Attualità

In difesa della lettura

Una concezione rivista dello studio della letteratura non è nel solo interesse dei romanzieri ma di tutti

di Cesare Alemanni

Domenica 10 giugno 2012 La Lettura ha pubblicato un breve saggio di Vincenzo Latronico, titolato “Chiudiamo le scuole per amore dei libri”. Il testo analizza, criticandola, la modalità d’insegnamento della (Storia della) letteratura in Italia. Il giorno della sua pubblicazione passeggiavo per Berlino con un tremendo cerchio alla testa e così ho dovuto pazientare fino a sabato 16, quando è stato messo online sul sito del Corriere, per averlo sotto mano.

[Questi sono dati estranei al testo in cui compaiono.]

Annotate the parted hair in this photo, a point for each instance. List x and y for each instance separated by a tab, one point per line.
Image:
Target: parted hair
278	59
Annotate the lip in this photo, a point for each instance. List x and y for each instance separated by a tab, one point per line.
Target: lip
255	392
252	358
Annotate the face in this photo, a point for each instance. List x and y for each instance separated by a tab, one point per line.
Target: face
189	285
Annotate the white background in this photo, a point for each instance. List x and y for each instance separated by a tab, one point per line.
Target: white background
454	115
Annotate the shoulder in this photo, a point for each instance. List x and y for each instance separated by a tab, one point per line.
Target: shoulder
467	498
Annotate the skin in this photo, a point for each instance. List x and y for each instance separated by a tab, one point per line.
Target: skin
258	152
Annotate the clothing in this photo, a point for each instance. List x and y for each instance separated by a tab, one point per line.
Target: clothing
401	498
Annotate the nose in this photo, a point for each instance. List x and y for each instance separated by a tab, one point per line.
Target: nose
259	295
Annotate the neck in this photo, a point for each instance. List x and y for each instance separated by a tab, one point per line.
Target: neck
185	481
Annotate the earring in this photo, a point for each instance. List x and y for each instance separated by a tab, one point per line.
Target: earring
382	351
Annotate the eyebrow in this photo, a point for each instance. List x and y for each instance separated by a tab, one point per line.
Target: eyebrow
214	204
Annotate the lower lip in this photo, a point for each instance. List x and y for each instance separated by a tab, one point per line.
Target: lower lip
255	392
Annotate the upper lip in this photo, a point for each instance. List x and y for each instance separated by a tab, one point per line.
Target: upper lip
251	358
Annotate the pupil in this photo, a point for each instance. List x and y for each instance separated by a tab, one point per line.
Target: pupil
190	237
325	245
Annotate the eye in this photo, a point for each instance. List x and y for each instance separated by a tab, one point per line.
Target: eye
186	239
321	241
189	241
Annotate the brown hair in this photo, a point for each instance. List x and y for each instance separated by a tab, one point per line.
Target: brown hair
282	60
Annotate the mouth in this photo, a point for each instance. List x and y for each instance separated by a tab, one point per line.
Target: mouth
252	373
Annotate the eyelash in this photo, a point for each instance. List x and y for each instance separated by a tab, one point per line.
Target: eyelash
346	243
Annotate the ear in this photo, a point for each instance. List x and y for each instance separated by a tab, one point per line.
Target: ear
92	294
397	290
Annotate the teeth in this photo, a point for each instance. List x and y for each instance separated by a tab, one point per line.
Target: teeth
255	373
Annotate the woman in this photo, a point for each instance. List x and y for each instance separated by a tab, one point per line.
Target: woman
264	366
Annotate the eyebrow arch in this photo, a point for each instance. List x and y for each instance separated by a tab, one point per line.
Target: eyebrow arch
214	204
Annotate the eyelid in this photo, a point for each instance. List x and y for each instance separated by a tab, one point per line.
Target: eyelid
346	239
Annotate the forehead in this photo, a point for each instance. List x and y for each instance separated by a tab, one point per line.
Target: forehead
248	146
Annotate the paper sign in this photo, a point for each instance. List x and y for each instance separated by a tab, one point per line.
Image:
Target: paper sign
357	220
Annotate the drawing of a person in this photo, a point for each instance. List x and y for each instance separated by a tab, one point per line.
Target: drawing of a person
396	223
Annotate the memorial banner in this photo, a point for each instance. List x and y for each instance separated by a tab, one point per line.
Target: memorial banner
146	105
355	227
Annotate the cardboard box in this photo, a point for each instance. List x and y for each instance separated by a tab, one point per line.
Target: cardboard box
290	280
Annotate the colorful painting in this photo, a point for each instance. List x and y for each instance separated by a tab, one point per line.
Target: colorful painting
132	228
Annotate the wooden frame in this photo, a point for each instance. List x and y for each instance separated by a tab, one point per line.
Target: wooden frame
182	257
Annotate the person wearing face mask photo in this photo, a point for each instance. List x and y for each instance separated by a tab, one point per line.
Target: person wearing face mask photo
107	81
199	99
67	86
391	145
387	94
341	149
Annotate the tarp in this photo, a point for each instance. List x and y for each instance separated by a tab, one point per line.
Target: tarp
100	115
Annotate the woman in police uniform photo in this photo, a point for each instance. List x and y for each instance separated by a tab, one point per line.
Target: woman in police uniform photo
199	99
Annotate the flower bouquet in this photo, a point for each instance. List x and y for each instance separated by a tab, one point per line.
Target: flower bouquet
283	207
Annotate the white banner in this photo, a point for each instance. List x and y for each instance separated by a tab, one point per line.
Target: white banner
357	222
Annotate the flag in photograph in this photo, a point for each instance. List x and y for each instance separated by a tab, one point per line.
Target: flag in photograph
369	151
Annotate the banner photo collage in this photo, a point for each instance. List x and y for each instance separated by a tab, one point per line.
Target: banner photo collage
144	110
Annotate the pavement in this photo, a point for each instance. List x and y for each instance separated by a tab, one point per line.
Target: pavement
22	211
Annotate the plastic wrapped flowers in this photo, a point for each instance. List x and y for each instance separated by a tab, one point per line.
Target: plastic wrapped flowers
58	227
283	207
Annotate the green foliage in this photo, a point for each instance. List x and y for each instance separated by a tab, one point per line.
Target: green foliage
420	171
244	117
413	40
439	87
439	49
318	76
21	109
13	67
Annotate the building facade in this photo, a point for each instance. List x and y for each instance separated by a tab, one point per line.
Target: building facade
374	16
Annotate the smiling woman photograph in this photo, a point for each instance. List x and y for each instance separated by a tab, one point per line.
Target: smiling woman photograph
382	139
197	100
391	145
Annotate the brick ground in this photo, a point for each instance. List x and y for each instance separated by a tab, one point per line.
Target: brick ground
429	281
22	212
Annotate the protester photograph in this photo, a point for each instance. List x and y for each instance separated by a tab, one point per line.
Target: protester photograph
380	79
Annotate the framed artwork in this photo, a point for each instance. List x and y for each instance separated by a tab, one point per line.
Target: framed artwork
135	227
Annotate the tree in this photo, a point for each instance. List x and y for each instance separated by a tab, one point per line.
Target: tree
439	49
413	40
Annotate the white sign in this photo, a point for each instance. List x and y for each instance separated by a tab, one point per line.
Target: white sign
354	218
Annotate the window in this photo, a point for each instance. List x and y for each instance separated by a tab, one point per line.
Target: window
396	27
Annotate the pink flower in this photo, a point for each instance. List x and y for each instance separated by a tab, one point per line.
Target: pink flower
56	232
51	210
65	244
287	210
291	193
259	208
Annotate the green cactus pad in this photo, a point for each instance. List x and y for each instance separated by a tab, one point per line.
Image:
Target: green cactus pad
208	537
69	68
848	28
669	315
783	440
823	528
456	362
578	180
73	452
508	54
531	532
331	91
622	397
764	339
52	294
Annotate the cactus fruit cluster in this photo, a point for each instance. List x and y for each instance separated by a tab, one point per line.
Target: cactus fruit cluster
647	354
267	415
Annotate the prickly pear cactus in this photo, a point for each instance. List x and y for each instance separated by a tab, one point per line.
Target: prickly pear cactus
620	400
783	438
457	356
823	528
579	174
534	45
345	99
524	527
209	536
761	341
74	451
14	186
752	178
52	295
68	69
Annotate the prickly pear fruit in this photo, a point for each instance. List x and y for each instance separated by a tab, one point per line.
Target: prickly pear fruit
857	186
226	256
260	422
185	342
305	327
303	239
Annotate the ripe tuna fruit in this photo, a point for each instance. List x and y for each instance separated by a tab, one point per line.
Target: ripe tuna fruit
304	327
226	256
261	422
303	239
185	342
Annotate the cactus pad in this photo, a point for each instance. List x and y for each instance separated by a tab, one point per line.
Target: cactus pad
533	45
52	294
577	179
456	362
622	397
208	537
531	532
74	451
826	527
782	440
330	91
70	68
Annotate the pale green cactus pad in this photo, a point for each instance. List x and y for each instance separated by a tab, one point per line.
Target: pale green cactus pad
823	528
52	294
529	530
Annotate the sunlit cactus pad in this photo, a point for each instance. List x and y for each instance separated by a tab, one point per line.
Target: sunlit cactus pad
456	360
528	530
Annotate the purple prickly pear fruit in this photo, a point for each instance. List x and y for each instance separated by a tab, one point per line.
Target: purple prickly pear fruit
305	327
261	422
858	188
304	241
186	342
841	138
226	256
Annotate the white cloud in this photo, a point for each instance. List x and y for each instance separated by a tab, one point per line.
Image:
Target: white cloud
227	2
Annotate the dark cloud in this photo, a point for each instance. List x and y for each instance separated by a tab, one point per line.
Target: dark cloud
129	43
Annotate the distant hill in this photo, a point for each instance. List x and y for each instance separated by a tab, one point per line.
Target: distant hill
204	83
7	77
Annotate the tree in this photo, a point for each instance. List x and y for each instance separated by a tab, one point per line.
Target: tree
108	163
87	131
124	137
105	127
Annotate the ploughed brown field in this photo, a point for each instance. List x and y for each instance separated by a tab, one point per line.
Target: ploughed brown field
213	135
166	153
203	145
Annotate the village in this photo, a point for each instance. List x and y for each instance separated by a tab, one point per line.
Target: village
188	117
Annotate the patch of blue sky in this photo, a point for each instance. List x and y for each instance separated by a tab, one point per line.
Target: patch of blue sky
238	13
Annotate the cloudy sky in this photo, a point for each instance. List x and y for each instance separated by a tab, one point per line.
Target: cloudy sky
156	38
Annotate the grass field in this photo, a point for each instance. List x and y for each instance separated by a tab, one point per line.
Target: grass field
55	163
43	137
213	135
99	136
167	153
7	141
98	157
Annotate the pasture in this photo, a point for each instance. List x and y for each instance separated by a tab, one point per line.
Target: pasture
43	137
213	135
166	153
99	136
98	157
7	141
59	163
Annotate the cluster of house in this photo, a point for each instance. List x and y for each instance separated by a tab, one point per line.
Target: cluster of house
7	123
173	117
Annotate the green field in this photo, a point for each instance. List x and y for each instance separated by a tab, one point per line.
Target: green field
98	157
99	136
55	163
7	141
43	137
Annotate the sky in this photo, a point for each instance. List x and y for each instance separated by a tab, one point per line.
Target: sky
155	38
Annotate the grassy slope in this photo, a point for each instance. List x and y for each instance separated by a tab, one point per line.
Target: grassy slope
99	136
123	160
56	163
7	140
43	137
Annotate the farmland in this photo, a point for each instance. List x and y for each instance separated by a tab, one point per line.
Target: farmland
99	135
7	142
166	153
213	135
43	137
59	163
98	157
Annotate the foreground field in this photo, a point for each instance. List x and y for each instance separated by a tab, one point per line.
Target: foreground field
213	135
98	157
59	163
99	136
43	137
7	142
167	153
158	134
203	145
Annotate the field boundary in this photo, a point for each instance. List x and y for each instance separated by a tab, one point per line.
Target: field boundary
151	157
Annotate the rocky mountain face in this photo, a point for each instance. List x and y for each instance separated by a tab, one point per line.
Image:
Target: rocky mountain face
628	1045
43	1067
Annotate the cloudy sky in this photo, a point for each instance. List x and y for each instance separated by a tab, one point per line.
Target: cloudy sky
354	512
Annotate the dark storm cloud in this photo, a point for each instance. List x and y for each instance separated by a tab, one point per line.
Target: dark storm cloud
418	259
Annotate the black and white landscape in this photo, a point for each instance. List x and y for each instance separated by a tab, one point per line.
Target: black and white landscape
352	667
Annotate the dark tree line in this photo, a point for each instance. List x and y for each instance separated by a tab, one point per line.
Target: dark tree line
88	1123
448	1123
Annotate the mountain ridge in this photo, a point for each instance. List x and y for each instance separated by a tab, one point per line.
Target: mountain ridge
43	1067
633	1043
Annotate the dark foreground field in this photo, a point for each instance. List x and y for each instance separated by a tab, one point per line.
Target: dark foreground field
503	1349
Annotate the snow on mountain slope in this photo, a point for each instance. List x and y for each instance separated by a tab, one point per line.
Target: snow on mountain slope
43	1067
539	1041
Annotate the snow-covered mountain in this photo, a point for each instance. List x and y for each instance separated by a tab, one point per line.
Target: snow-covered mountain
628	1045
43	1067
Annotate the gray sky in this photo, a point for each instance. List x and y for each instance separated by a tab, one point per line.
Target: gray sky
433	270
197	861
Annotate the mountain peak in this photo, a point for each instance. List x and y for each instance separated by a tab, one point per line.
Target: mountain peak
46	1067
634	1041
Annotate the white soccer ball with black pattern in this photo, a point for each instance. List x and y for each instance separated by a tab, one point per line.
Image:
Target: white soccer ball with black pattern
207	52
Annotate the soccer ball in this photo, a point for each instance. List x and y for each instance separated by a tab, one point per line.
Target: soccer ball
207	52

Ripensandoci avrei potuto accorciare i tempi e chiedere direttamente all’autore, con cui capita di scambiarsi qualche mail, di mandarmi gentilmente il suo file .doc. La circostanza per cui, lì per lì, non mi è neppure passato per l’anticamera del cervello, mesmerizzato dall’attesa de“L’Online”, non so se si debba maggiormente attribuire a un leggero esaurimento personale, a una deformazione professionale o a una specie di mutazione antropologica del mio/nostro modo di porci alla vita fuori dalla rete. A ogni modo ora non si tratta di questo; bensì del saggio e di alcune riflessioni che ha suscitato in me.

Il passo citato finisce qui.